Neural Language of Thought Models
Yi-Fu Wu, Minseung Lee, Sungjin Ahn
TL;DR
This work tackles unsupervised learning of a neural language of thought by proposing NLoTM, which combines Semantic Vector Quantization (SVQ) to produce hierarchical, discrete, object-centric factors and an Autoregressive LoT Prior (ALP) to generate semantic tokens in a compositional, probabilistic manner. By operating over factorized latent codes rather than patch tokens, NLoTM achieves improved generation quality, downstream task performance, and out-of-distribution generalization on 2D Sprite and 3D CLEVR-like datasets. The key contributions are the SVQ module that disentangles object factors into block-level codes, the ALP prior that models the data distribution autoregressively over these codes, and comprehensive experiments showing superior performance against patch-based VQ-VAE, dVAE, GENESIS-v2, and SysBinder baselines. This work advances the intersection of cognitive-inspired representations and machine learning, offering a path toward more human-like understanding through structured, discrete, semantically meaningful representations.
Abstract
The Language of Thought Hypothesis suggests that human cognition operates on a structured, language-like system of mental representations. While neural language models can naturally benefit from the compositional structure inherently and explicitly expressed in language data, learning such representations from non-linguistic general observations, like images, remains a challenge. In this work, we introduce the Neural Language of Thought Model (NLoTM), a novel approach for unsupervised learning of LoTH-inspired representation and generation. NLoTM comprises two key components: (1) the Semantic Vector-Quantized Variational Autoencoder, which learns hierarchical, composable discrete representations aligned with objects and their properties, and (2) the Autoregressive LoT Prior, an autoregressive transformer that learns to generate semantic concept tokens compositionally, capturing the underlying data distribution.
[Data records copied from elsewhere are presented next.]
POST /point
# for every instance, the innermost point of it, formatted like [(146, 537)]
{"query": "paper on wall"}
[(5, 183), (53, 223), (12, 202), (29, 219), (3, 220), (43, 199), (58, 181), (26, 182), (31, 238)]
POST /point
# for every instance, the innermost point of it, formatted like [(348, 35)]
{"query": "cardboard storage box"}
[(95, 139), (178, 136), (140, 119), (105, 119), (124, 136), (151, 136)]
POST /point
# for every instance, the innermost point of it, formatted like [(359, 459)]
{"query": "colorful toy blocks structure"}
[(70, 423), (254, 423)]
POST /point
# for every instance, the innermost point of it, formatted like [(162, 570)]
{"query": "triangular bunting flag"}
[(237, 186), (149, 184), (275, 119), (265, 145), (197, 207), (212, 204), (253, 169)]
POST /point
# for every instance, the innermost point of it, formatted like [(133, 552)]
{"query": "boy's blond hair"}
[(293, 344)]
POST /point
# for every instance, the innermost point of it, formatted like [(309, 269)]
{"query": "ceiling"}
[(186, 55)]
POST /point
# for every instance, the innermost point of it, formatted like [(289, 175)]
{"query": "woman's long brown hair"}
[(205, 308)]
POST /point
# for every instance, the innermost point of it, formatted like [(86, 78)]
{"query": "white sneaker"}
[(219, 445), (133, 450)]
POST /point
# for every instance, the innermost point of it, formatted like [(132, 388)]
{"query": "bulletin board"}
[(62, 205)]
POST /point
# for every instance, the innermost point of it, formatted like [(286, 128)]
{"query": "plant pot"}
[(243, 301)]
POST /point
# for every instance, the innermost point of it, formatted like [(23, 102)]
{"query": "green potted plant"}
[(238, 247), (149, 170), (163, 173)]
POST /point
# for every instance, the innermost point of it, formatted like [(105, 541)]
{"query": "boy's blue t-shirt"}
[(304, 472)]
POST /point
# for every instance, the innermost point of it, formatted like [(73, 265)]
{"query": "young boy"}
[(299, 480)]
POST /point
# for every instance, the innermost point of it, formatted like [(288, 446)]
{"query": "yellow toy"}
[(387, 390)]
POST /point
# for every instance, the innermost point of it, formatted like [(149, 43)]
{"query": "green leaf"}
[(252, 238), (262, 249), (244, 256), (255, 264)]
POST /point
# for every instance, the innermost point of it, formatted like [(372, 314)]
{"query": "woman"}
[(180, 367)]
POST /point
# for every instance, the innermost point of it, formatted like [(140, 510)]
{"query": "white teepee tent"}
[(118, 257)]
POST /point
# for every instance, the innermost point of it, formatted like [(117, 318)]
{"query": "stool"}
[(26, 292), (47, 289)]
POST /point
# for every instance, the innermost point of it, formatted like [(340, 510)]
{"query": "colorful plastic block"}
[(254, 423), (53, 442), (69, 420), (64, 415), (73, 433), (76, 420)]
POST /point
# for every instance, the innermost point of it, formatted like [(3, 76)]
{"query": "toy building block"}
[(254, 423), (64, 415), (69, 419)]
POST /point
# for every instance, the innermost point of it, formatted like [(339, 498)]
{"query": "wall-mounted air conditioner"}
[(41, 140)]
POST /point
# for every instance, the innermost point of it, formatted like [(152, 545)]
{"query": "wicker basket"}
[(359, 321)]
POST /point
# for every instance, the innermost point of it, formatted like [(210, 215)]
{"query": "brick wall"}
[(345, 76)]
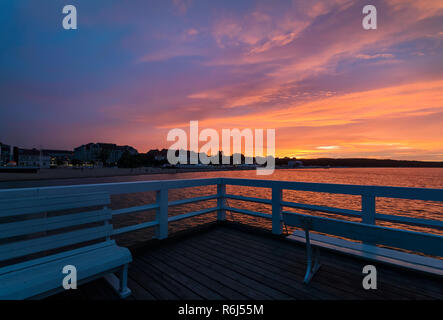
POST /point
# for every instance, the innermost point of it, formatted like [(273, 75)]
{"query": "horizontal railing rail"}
[(367, 214)]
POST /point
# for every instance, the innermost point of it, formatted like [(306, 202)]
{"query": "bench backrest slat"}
[(26, 247), (42, 223), (410, 240), (14, 229), (23, 206)]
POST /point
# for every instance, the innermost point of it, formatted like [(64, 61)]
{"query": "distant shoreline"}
[(70, 173)]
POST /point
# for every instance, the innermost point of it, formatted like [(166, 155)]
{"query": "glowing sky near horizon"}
[(135, 69)]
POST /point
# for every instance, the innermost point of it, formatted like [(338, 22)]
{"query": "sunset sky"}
[(135, 69)]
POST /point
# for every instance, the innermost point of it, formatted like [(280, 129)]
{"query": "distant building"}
[(59, 157), (33, 158), (5, 154), (295, 164), (158, 155), (105, 153)]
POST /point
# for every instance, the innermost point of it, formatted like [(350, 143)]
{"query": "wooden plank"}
[(235, 280), (263, 278), (200, 289), (285, 272), (151, 284), (342, 266), (291, 270), (197, 273), (166, 281), (291, 263), (139, 292)]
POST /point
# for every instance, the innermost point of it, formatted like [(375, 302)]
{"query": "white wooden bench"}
[(38, 226), (371, 235)]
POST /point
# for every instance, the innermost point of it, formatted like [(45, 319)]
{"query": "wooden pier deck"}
[(227, 261)]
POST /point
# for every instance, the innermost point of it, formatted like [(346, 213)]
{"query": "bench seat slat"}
[(13, 229), (53, 257), (22, 206), (48, 277), (23, 248), (370, 252), (410, 240)]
We evaluate NLoTM on several 2D and 3D image datasets, demonstrating superior performance in downstream tasks, out-of-distribution generalization, and image generation quality compared to patch-based VQ-VAE and continuous object-centric representations. Our work presents a significant step towards creating neural networks exhibiting more human-like understanding by developing LoT-like representations and offers insights into the intersection of cognitive science and machine learning.